Nora thinks for a moment. “Big Apple . . . Barrier Language?”
“Butt And Breast Lover,” M offers.
I release a slow breath, tensing for my polysyllabic confession. “It’s Bicoastal Agitation Blocking Lattice.”
All eyes fall on me.
“There are two generators. One on each coast. Airwaves won’t clear until they’re both gone.”
“Where?” Tomsen nearly shrieks, tensing like she’s about to pounce on me. “Where’s the other one?”
“Somewhere in Citi Stadium. It’s part of the LOTUS broadcast station. And Axiom is sitting on it.”
I feel their eyes trying to peel my layers and expose my secrets, but I’m not hiding them anymore. My new life is young. My past is most of me. If I cut it out, I’m a thin and hollow skin.
“They planned it all years ago, before the hiatus, before the quake.” I let it pour out of me in a stumbling rush, leaning on my knees with my head in my hands. “They died, but they came back, and they won’t stop.” I peek through my fingers at the drowned city, trying not to see how my friends are looking at me. “They already have the Feed. Soon they’ll have the Dead. Then the Living. Then everything.”
The breeze ruffles my hair. A few rays of orange light pierce through the tattered clouds as the sun goes down, its daily routine undisturbed by the chaos here on Earth.
“What are you talking about?” Abram says in a low voice. “How do you know all this?”
I don’t answer Abram. I answer Julie. I look into her face and tell her: “I remember who I was.”
Her eyes are vast and terrifying, like icy meteors hurtling toward Earth, but I resist the urge to look away. This time, I won’t run. I will let her pierce me and dig around inside me, and whatever she finds there, she can have.

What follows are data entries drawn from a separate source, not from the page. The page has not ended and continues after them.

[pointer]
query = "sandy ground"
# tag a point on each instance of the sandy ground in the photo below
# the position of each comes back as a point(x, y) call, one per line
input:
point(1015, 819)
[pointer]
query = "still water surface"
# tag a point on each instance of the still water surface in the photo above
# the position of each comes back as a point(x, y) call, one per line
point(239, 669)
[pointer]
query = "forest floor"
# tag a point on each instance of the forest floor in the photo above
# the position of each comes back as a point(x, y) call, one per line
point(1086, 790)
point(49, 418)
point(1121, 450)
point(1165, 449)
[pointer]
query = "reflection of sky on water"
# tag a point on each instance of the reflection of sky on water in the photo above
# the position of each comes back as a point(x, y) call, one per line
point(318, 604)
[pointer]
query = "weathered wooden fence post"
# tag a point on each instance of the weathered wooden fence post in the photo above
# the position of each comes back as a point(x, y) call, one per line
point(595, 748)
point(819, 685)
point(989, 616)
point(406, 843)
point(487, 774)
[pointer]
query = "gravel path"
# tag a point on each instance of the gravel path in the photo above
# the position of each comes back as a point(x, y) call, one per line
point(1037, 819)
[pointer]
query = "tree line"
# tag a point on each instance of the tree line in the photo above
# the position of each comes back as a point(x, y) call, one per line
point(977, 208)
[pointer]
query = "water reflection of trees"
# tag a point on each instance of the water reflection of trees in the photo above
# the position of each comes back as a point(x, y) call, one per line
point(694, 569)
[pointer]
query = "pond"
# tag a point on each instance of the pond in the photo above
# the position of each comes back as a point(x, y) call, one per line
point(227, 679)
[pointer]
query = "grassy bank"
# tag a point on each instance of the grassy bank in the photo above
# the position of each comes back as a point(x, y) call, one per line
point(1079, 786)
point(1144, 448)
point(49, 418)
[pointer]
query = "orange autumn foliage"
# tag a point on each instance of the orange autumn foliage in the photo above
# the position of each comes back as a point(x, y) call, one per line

But the trial doesn’t come. Not yet, at least. Instead of demanding answers and interrogating me on my sins, she turns to the horizon and says, “We have to stay.”
I realize I haven’t been breathing. I inhale gratefully.
“Stay?” Nora says. “What do you mean?”
“We keep arguing about whether to hide or escape. When did those become our only options? Two different ways to give up?”
Nora frowns. “Um, Julie . . . you’ve been pretty insistent on that second option.”
“I know.” She shakes her head. “I was so scared. Told myself we were going to find help and bring it home, but everything was so fucked . . .” I notice a glint of moisture in her eye. “. . . and then Mom showed up, and I just . . . broke.” She looks at Abram through the welling of tears. “I’m sorry. I really am.”
Abram says nothing. His face is stony.
“But you were right, R.” She looks at my feet for a moment before raising her eyes to mine. “I can’t save her.” She turns to Nora. “And you were right. She wouldn’t want me to try if it means giving up everything else.” She wipes her eyes on her arm and clenches her jaw. “We can’t hide and we can’t escape. We have to stay and fight.”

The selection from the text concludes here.